What must be my conclusion?

A thief who had been brought before a police court and was there
confronted with two persons who had seen him steal, said:--

“These men claim that they have seen me, but I, I could bring twenty
other witnesses who would swear that they have not seen me!”

“What does that prove?” asked the judge of the court.

[Illustration: 325]

I saw nothing. “What does that prove?” as the wise judge said to the
thief.

[Illustration: 329]



XIII.

{309}Familiar Spirits.--_Butzemann.--The Good Frau Holle.--Ko-bolds.--A
Kobold in the Cook’s Employ.--Zotterais and the Little White
Ladies.--The Killecroffs, the Devil’s Children.--White Angels.--Granted
Wishes, a Fable._

France, which is skeptic to the core, has no idea of the importance of
certain visible or invisible spirits, who eagerly seek the society of
man, sleeping {310}under his roof, or in certain cases becoming members
of his family, in the strictest sense of the word.
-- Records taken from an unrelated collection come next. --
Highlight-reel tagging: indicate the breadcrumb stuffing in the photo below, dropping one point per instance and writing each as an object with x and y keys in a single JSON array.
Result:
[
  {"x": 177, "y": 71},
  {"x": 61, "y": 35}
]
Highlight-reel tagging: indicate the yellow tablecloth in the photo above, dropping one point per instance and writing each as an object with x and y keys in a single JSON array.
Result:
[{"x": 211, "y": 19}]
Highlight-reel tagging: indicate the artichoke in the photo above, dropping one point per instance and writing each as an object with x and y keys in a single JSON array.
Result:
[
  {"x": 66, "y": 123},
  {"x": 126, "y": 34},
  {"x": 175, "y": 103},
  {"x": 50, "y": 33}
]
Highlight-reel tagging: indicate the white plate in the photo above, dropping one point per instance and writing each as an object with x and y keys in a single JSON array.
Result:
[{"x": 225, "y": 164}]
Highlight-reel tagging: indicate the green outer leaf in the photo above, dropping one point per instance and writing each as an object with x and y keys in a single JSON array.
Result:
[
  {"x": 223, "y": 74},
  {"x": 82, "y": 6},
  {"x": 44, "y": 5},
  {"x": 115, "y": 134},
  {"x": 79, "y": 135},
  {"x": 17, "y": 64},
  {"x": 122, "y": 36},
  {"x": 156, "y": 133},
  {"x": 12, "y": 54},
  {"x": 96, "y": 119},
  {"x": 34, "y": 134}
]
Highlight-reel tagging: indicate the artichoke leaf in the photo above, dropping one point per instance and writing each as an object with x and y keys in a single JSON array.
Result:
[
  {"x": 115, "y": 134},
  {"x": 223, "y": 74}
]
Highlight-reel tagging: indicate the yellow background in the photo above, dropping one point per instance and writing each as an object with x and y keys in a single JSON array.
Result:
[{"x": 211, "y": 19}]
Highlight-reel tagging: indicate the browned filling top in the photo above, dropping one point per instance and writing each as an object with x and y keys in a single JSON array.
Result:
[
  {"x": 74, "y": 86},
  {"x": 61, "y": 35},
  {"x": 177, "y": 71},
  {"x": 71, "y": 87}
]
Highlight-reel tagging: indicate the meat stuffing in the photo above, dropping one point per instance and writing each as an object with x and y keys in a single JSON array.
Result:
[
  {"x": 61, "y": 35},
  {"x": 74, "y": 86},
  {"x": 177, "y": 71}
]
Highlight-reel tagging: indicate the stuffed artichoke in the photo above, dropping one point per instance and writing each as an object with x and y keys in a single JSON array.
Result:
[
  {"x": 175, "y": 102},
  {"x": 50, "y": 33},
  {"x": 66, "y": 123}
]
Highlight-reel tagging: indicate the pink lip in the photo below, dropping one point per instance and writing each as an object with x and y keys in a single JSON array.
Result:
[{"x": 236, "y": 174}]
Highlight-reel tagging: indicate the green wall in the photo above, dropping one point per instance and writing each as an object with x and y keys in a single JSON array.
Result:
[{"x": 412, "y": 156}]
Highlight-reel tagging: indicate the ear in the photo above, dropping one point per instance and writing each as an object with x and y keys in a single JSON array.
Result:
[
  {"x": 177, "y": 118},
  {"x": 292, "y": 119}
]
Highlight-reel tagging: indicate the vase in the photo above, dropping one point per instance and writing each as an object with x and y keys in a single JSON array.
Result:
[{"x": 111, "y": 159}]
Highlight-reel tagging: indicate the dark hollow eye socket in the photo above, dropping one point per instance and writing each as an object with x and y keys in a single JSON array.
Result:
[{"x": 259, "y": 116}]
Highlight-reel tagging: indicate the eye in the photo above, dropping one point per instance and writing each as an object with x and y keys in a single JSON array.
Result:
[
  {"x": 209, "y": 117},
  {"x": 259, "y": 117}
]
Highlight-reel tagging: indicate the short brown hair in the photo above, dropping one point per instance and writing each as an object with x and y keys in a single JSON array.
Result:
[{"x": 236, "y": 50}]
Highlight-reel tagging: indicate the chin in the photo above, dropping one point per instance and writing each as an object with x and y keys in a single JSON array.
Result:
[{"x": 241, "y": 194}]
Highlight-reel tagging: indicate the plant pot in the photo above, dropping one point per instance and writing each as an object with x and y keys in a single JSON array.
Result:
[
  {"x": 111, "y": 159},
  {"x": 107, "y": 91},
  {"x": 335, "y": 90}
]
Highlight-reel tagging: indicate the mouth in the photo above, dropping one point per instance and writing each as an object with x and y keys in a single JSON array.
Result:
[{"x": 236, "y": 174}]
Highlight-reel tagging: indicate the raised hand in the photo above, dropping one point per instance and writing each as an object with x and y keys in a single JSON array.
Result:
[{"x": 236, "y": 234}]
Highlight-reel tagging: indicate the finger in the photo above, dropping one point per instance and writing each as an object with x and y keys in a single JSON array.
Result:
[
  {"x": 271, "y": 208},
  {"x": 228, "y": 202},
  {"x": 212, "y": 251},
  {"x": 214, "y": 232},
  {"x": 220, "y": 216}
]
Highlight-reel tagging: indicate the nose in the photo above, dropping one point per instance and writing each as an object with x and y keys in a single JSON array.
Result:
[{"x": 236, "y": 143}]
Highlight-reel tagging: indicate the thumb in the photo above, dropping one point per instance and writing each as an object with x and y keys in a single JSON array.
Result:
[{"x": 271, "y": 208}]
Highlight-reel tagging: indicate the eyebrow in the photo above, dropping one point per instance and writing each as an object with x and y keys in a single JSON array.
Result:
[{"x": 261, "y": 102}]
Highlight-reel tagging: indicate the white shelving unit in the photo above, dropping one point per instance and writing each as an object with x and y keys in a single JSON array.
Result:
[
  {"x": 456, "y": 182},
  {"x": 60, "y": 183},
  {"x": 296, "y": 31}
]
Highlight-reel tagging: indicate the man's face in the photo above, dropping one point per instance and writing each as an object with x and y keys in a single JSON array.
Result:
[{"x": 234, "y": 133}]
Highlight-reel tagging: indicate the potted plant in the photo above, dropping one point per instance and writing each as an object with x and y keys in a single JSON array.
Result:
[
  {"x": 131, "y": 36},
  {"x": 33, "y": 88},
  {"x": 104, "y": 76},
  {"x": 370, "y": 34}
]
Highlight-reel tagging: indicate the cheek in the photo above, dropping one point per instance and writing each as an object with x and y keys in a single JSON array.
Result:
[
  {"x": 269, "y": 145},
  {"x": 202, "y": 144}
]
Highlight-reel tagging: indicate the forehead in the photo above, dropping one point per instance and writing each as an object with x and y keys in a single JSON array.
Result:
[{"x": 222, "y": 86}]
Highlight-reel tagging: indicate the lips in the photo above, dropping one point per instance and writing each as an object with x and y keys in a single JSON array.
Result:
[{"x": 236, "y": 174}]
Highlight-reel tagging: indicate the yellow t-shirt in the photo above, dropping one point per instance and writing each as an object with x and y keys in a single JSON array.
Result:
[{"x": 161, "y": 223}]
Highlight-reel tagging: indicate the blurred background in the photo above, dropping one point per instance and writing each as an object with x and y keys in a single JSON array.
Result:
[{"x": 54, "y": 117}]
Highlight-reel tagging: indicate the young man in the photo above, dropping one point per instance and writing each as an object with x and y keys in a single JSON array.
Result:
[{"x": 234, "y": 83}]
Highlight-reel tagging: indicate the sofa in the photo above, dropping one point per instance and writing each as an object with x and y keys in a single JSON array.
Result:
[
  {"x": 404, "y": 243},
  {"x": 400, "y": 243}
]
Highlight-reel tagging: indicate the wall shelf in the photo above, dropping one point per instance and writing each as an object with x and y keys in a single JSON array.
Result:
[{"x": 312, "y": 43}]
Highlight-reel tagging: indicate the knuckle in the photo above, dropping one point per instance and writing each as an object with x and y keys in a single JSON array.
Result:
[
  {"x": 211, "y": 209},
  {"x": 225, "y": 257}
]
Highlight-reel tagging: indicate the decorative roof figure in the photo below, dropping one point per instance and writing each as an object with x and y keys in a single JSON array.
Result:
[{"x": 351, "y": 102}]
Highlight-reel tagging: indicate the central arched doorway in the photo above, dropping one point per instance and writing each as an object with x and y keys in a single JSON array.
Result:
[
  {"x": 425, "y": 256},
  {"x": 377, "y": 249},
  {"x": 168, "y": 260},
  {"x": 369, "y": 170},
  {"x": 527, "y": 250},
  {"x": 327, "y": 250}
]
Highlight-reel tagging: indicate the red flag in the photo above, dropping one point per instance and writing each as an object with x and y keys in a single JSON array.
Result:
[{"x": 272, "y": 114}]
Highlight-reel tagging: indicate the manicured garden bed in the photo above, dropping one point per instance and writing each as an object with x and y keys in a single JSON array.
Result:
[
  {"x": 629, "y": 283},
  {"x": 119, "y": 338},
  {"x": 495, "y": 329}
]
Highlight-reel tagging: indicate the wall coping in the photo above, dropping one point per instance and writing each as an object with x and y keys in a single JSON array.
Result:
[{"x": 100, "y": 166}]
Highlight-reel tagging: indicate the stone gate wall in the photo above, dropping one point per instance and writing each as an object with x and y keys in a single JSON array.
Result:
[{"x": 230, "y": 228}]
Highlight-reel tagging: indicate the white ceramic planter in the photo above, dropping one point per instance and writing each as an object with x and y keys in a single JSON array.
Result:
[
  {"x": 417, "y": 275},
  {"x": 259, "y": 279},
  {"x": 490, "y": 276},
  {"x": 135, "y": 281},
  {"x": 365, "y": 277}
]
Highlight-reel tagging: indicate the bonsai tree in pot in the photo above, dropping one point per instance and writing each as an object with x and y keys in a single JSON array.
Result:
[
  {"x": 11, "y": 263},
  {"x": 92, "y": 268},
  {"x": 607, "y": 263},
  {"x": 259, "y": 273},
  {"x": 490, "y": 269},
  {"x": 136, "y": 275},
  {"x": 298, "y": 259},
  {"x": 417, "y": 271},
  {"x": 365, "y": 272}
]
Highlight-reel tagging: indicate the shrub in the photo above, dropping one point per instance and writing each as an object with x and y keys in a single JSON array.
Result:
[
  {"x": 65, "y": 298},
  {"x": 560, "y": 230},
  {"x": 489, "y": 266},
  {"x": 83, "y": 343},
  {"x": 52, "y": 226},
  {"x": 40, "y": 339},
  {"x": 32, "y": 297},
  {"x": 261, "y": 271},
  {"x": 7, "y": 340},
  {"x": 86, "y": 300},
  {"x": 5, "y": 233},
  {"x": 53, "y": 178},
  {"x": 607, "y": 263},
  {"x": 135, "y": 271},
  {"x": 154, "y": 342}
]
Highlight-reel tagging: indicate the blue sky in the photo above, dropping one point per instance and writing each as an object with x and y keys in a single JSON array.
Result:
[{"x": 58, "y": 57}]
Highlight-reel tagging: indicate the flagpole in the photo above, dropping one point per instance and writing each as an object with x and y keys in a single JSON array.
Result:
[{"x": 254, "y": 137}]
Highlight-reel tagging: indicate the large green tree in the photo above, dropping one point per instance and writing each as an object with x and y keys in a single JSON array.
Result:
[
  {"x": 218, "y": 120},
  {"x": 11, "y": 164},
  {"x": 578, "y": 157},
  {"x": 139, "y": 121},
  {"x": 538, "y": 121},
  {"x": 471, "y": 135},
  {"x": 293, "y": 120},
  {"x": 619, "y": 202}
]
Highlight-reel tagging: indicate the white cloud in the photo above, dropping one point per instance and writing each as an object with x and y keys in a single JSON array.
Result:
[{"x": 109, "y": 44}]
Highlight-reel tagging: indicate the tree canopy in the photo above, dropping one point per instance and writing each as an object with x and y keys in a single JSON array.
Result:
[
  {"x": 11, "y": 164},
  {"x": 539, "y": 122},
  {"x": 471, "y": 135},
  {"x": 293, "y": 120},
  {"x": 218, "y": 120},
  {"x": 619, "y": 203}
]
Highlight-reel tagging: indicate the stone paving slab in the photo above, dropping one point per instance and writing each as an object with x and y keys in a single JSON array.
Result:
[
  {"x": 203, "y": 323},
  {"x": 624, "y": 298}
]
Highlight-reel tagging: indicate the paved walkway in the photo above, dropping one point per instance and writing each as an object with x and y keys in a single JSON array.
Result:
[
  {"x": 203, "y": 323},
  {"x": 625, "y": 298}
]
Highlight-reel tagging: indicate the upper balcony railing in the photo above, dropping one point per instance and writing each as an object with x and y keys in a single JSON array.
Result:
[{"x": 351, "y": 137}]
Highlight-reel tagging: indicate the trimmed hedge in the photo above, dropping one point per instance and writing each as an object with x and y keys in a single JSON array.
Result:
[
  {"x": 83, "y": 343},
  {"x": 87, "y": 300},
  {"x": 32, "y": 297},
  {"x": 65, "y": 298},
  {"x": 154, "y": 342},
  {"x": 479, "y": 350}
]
Besides, they render
efficient services to a good housekeeper; they may do great harm if they
are made angry, and they give at times most useful advice.

These hobgoblins, little known outside of Germany and England, frequent
also the French provinces watered by the Meuse, the Moselle, and the
Rhine, and are sometimes brought to Paris by cooks from Alsace and
coachmen from Lorraine.

Let us rapidly glance, not at all, but at some of the best authenticated
among these familiar spirits.

Evening has come, the night is dark, and master and mistress are fast
asleep. A servant with a candle in her hand and gaping to her heart’s
content, goes once more over the house, looking in all the corners and
out of the way places and putting everything in order. All of a sudden a
door is swiftly opened and closed again right in her face and her light
is blown out. You will say a window has been left open and the draught
has done all this.

By no means! It is the _Butzemann_.

Some merry companions are assembled in the large dining-room of the
hotel and celebrate there a feast of grapes in memory of the divine
Dionysius. The night advances and there they are still, {311}glass
in hand, singing, drinking.... Silence! all of a sudden singing and
drinking comes to an end; the glasses halt half way in the midst of a
toast; the heavy eyes open wide, the trembling knees grow strong
once more. Every one of the guests hastens home. Three times a hairy,
ill-shapen creature has come and knocked with its wings against the
window. You will say it was a bat.

By no means! It is the _Butzemann!_

The family is gathering around the warm porcelain stove, where they can
safely defy cold winter. The men are smoking, a pot of beer by their
side; the women are knitting and talking of the approaching wedding
of the eldest daughter. Oh misery! Away back in the fireplace, a great
noise is heard; a bright light shines. Coals and sparks are scattered
all around, and some have fallen upon the dress of the betrothed. What
is the matter? You will say again, it was a knot in the wood, perhaps a
chestnut that had been overlooked in the ashes and has burst now.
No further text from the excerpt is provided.